The older gpt-4-0613 also did better on the laziness benchmark by using unified diffs. The benchmark was designed to work with large source code files, and many of them are too large to use with June GPT-4. About 28% of the tasks exhausted the 8k context window and were automatically marked as failures, significantly dragging down June GPT-4's performance on the benchmark.

  • The June GPT-4's baseline was 26% using aider's existing "SEARCH/REPLACE block" edit format.
  • Aider's new unified diff edit format raised June GPT-4's score to 59%.

Before settling on unified diffs, I explored many other approaches to stop GPT-4 Turbo from eliding code and replacing it with comments. These efforts included prompts about being tireless and diligent, use of OpenAI's function/tool calling capabilities and numerous variations on aider's existing editing formats, line number formats and other diff-like formats.

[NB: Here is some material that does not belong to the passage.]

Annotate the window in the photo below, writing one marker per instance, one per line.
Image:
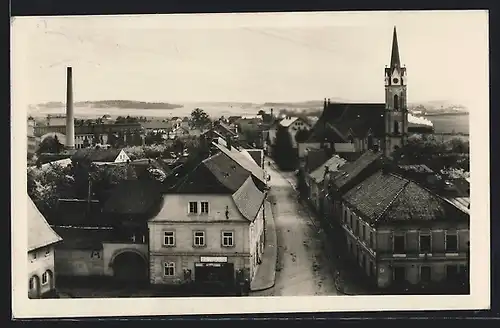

The results shared here reflect an extensive investigation of possible solutions and a large number of benchmarking runs of numerous varied approaches against GPT-4 Turbo.

The result is aider's new support for a unified diff like editing format which outperforms other potential solutions by a wide margin. The rest of this article will describe aider's new refactoring benchmark and the new unified diff editing format. We will discuss some key design decisions involved in this new format, and evaluate their significance using ablation experiments.

Refactoring benchmark

Aider has long used a benchmark suite based on 133 Exercism python exercises. But these are mostly small coding problems, usually requiring only a few dozen lines of code to solve. GPT-4 Turbo was typically only lazy on 2-3 of these exercises: the ones with the largest amount of code and which involved refactoring. Rather than fully completing the refactor, GPT would often just add a comment referencing old code like "...copy $USD formatting code here...".

Based on this observation, I set out to build a benchmark based on refactoring a non-trivial amount of code found in fairly large source files. To do this, I used python's ast module to analyze the Django repository.

The goal was to search the Django repository to:

  • Find source files that contain class methods which are non-trivial, having more than 100 AST nodes in their implementation.
  • Focus on methods that are part of a larger class. We want to find methods which are less than half the code present in their containing class.
  • Find methods that do not make any use of their self parameter. This means they can be trivially refactored out of the class and turned into a stand-alone top-level function.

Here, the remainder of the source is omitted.